Albóndigas en Salsa Roja

Serve these little meatballs with warm, fresh corn tortillas. The recipe makes 25 to 28 meatballs.

Country of Origin
Preparation time

Salsa Roja
3 ancho or 5 guajillo chiles
2 medium fresh tomatoes, coarsely chopped, or 1 can (14 oz.) stewed tomatoes
1 small onion, chopped
2 garlic cloves, minced
1 to 2 sprigs cilantro

1/2 lb. ground beef
1/2 lb. ground pork
1 small onion, finely chopped
2 garlic cloves, minced
1 to 2 sprigs cilantro, finely chopped
1/2 tsp. salt
1/8 tsp. freshly ground black pepper
1 egg, well beaten
1/2 cup breadcrumbs
1/4 cup vegetable oil or lard


1. Make the salsa roja: Soak the chiles in 2 cups of warm water for 30 minutes, until they are soft and pliable. Reserve the chile water and set aside. Remove and discard the stems and seeds and coarsely chop the chiles. In a blender or food processor, combine the chiles, tomatoes, onion, garlic, cilantro, 1/4 teaspoon salt, and 2 to 3 tablespoons of the chile water. Blend for several seconds to make a thick and smooth sauce. Taste for seasoning.

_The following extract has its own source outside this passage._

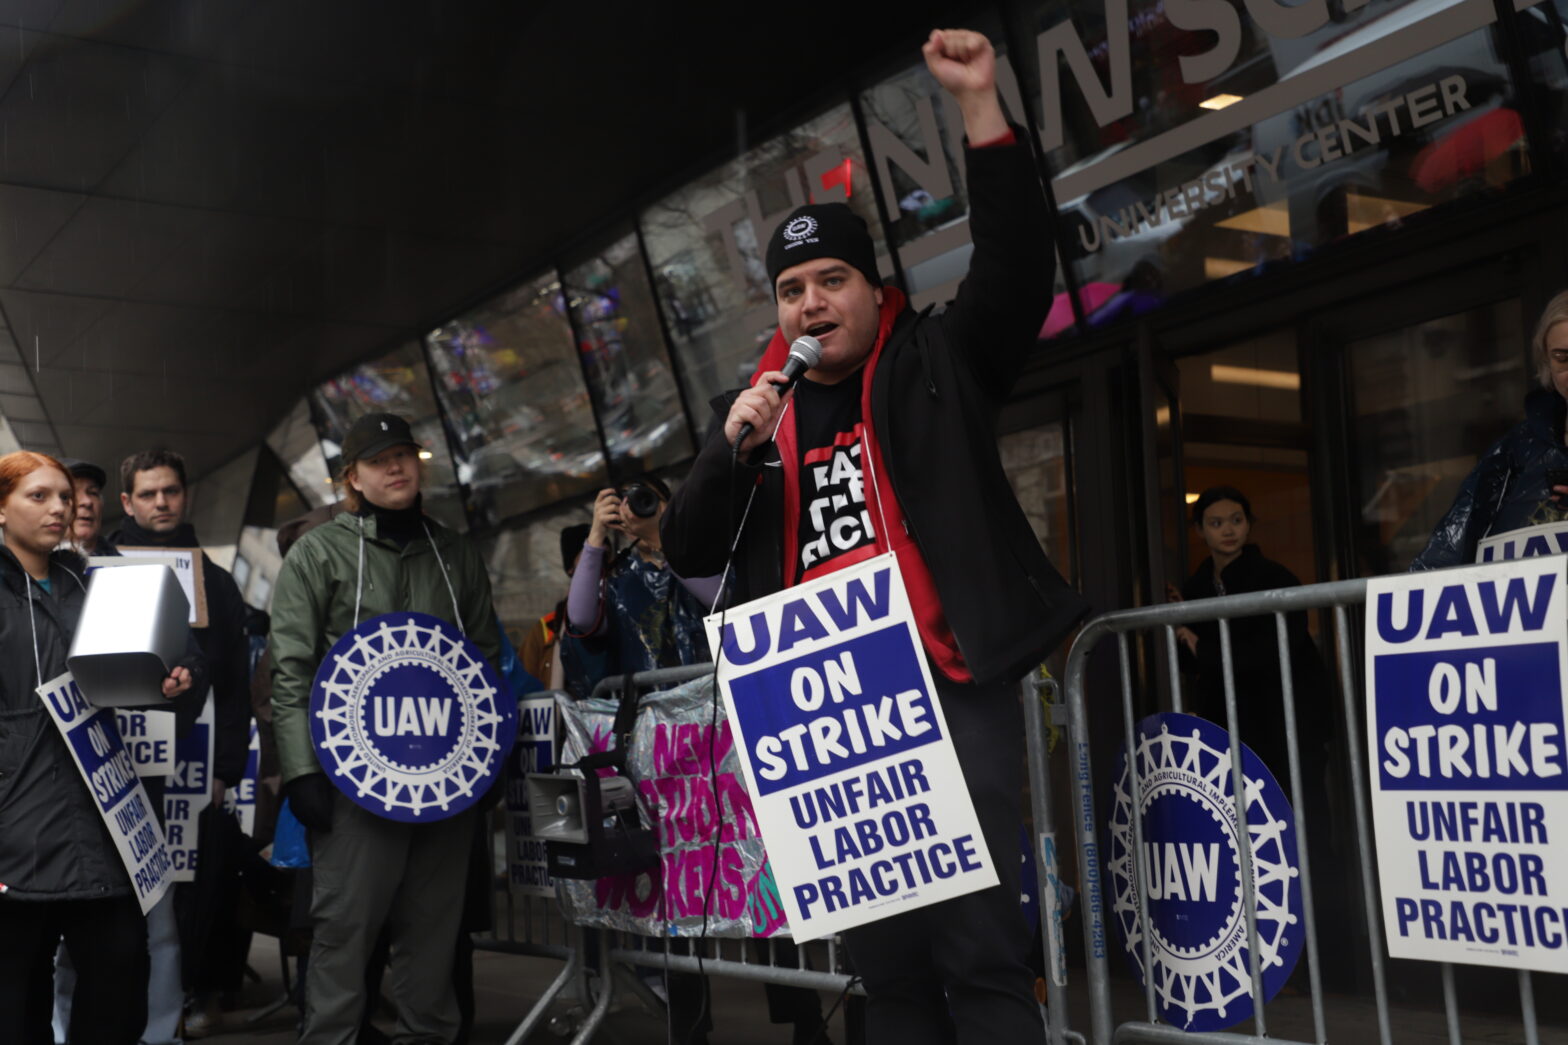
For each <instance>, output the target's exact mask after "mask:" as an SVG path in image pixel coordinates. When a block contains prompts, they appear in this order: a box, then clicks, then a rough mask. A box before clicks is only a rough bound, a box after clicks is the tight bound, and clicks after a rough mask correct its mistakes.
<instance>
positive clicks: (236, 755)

2. Meanwhile, make the meatballs: In a large bowl, combine the beef, pork, onion, garlic, cilantro salt, and black pepper. Mix well. Add the egg and breadcrumbs, and continue to mix until all ingredients are combined. Pinch off small portions and shape into quarter-size meatballs.

3. In a large skillet, heat the oil or lard over medium heat. Add the meatballs in batches and cook until browned on all sides. Drain meatballs on paper towels. Drain any remaining oil from the skillet and wipe clean. Return the meatballs to the skillet and add the sauce. Cook, uncovered, over medium heat for 20 minutes, stirring occasionally.